Идеологическая состоит вот в чем. Реальная хозяйственная практика в современном мире, и экономисты, исследующие постиндустриальные системы, свидетельствуют: рынки высокотехнологичной продукции чрезвычайно изменчивы, и, следовательно, некий субъективный выбор приоритетных направлений для работы на них чреват просчетами. Да, конечно, есть нанотехнологии, компьютерные технологии, биотехнологии, авиастроение, судостроение, космос, ракетостроение, многие виды обычных вооружений, атомная сфера… Это направления, в которых мы традиционно были сильны, в которых у нас есть естественные интеллектуальные преимущества, складывавшиеся зачастую не один век, такие же естественные преимущества России, как ее территория и природные богатства. Например, российская школа аэродинамики, гидродинамики, космонавтики, атомной энергетики — в этих сферах весь мир лежал и лежит у наших ног. Эти интеллектуальные преимущества нужно развивать и укреплять.

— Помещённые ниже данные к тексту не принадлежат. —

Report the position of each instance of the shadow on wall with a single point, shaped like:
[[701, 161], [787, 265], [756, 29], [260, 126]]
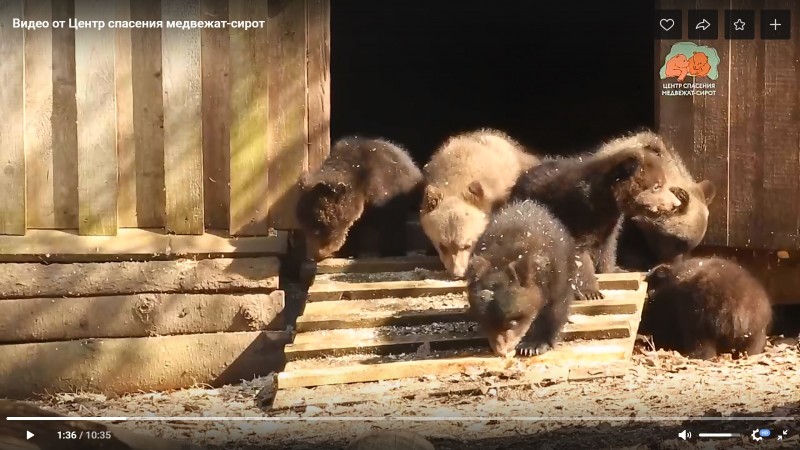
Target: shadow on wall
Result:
[[557, 76]]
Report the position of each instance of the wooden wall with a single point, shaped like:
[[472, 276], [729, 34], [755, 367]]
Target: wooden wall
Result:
[[746, 138], [184, 130]]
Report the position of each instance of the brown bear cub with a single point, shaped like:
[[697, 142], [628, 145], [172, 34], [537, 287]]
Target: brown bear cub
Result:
[[467, 178], [656, 237], [359, 200], [590, 195], [702, 307], [521, 279]]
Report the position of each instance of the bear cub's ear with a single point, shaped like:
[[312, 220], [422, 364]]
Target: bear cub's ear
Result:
[[431, 199], [475, 193], [658, 273], [628, 167], [478, 266]]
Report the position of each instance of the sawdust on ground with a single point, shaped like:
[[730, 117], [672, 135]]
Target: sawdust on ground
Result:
[[658, 384]]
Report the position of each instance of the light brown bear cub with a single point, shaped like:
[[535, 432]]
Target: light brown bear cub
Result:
[[702, 307], [466, 179]]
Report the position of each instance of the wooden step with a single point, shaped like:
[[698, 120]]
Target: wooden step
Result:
[[355, 393], [326, 289], [369, 265], [388, 339], [328, 371], [337, 314]]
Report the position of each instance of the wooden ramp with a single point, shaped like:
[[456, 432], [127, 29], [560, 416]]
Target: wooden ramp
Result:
[[402, 320]]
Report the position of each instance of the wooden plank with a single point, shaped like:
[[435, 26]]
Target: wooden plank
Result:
[[337, 290], [96, 112], [746, 134], [323, 290], [64, 120], [132, 243], [416, 311], [39, 165], [138, 315], [370, 265], [123, 278], [183, 128], [148, 116], [288, 133], [12, 100], [356, 393], [319, 81], [127, 365], [250, 123], [709, 154], [216, 111], [572, 354], [781, 159], [126, 143], [344, 341]]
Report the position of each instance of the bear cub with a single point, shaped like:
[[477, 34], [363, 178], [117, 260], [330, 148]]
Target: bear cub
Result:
[[467, 178], [359, 200], [590, 195], [521, 279], [702, 307]]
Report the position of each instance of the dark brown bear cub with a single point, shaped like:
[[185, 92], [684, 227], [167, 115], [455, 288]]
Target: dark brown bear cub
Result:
[[359, 200], [521, 279], [702, 307], [590, 194]]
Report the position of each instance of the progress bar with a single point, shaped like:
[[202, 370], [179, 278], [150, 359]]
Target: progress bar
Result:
[[398, 419]]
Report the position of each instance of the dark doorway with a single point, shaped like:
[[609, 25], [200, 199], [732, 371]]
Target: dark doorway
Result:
[[559, 76]]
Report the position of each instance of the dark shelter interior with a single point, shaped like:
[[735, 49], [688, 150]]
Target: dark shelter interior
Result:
[[558, 76]]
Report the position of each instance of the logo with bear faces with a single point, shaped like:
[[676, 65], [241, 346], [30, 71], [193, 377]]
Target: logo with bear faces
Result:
[[685, 68]]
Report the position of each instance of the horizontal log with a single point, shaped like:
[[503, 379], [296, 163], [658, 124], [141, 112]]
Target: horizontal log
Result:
[[356, 393], [370, 265], [574, 353], [126, 277], [339, 314], [331, 290], [120, 366], [138, 315], [340, 342], [133, 244]]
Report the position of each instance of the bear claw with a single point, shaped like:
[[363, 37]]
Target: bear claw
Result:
[[533, 349]]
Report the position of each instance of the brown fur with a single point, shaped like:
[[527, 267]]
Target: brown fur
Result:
[[655, 237], [467, 178], [702, 307], [521, 278], [590, 194], [361, 196]]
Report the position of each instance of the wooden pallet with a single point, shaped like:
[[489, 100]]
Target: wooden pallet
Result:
[[398, 318]]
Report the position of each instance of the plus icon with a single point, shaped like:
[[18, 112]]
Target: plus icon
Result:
[[776, 23]]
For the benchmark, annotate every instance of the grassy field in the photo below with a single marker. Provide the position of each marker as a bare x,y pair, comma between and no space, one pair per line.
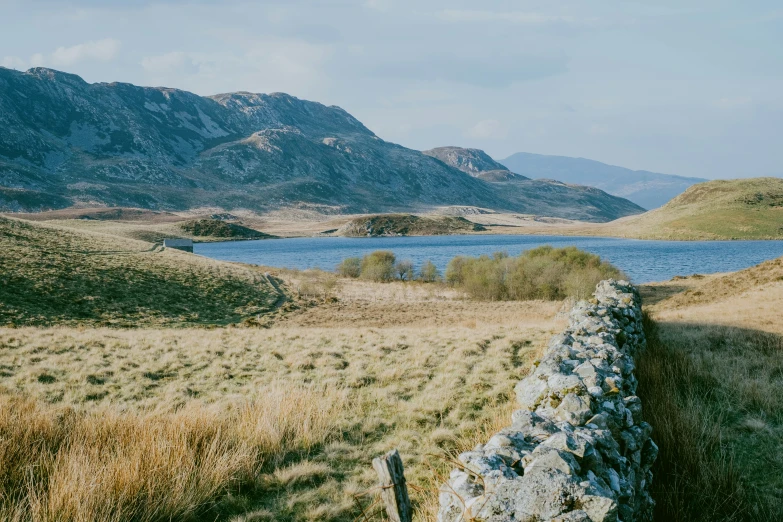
186,416
750,208
223,423
150,226
712,381
54,275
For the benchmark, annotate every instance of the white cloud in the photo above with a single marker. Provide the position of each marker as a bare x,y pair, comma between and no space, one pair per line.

— К числу наших преимуществ относятся и технологии безопасности?
— Безусловно. Сегодня российские технологии безопасности — самые передовые в мире: живя в небезопасной стране, мы разработали системный подход, который сегодня очень востребован на Западе. Собственных системных решений там нет. Например, в Великобритании стали широко использовать камеры наблюдения в офисах, на улицах, в жилых домах — до такой степени, что это стало нарушать тайну личной жизни. Сейчас в этой стране пытаются согласовать различные принципы безопасности: превентивный контроль, документирование противоправных действий и сохранение тайны личной жизни. В наших же системах проблема соотношения принципов априори решена — например, в наших разработках в рамках концепции «Безопасный город».
Следующее направление нашего приоритета в сфере систем безопасности — технологии распознавания «свой — чужой», одно из приложений которых мы сделали в автомобильных системах безопасности. Но вариантов применения, безусловно, гораздо больше.

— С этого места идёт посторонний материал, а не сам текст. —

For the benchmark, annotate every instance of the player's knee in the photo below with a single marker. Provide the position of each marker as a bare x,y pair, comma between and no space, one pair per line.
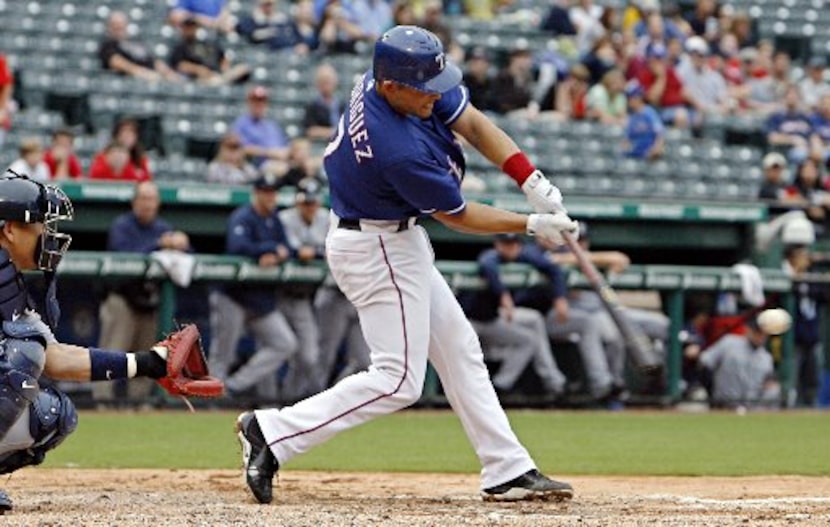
405,387
52,419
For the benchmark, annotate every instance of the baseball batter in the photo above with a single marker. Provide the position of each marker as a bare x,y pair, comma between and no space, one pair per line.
394,158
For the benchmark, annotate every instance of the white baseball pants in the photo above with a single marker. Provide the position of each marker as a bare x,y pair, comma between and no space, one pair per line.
408,314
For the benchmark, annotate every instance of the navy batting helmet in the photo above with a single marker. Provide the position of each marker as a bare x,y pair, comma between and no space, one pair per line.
28,201
413,56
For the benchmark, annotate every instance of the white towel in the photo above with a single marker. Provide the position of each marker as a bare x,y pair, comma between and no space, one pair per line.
752,285
178,265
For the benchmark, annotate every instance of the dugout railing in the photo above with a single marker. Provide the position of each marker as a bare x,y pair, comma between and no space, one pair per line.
672,282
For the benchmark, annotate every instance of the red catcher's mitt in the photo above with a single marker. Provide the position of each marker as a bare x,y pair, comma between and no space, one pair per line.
187,372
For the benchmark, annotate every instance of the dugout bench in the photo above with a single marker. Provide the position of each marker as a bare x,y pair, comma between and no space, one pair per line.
673,282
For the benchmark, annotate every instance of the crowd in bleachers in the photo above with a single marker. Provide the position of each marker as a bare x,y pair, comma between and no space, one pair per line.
696,99
712,77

Конечно, нельзя не сказать о криптографических и идентификационных технологиях, которые созданы российскими исследователями. Или, к примеру, о концепции российской глобальной компьютерной сети. Есть в России очень сильные разработки в области глобальных сетей. Сегодня, как мы знаем, Интернет работает на американских серверах, значит, находится под контролем США. А почему бы России не стать альтернативным центром сетевого общения при нашей-то территории? Использовать свои серверы, свое программное обеспечение, свои передающие линии? Соответствующая система может быть создана за непродолжительный период и не потребует гигантских затрат.
Многие из разработок нашей компании и других организаций представляются на международных выставках, как, например, ближайший «Интерполитех» в Москве, и вызывают неизменно большой интерес. На «Интерполитех» мы покажем, в частности, разработки по закрытой тематике. Это системы передачи информации между удаленными объектами особой важности на границе. Кабельный канал здесь, как вы понимаете, очень уязвим, открытый радиоканал еще больше — криптозащита не скроет факт обмена содержательными сообщениями, а значит, сообщение станет предметом криптоанализа — для дешифрования. Мы установили дополнительную защиту: разработали систему передачи информации по шумоподобному радиоканалу.
Есть у нас разработки для использования на трубопроводах углеводородного сырья — системы оперативного информирования о протечках, опасности возгорания. Датчики внутри труб не поставишь — это же агрессивная среда.
Мы нашли другое решение.
— Итак, достижений в традиционных сферах — масса?
— Да, но законы постиндустриальной экономики таковы, что никогда не знаешь заранее, на что в рамках этих важнейших направлений делать ставку. Каждый, кто пытается принять волюнтаристское решение, весьма сильно рискует — умерли целые рынки, которые считались очень перспективными и, наоборот, появились гигантские отрасли, возможность возникновения которых не предсказывал ни один аналитик. Поэтому поддержка должна быть в первую очередь не точечная, а максимально фронтальная, то есть создание условий для всех разработчиков высоких технологий: налоговых, финансовых, правовых, с координацией работы в ряде ключевых сфер на уровне специализированных федеральных агентств, например.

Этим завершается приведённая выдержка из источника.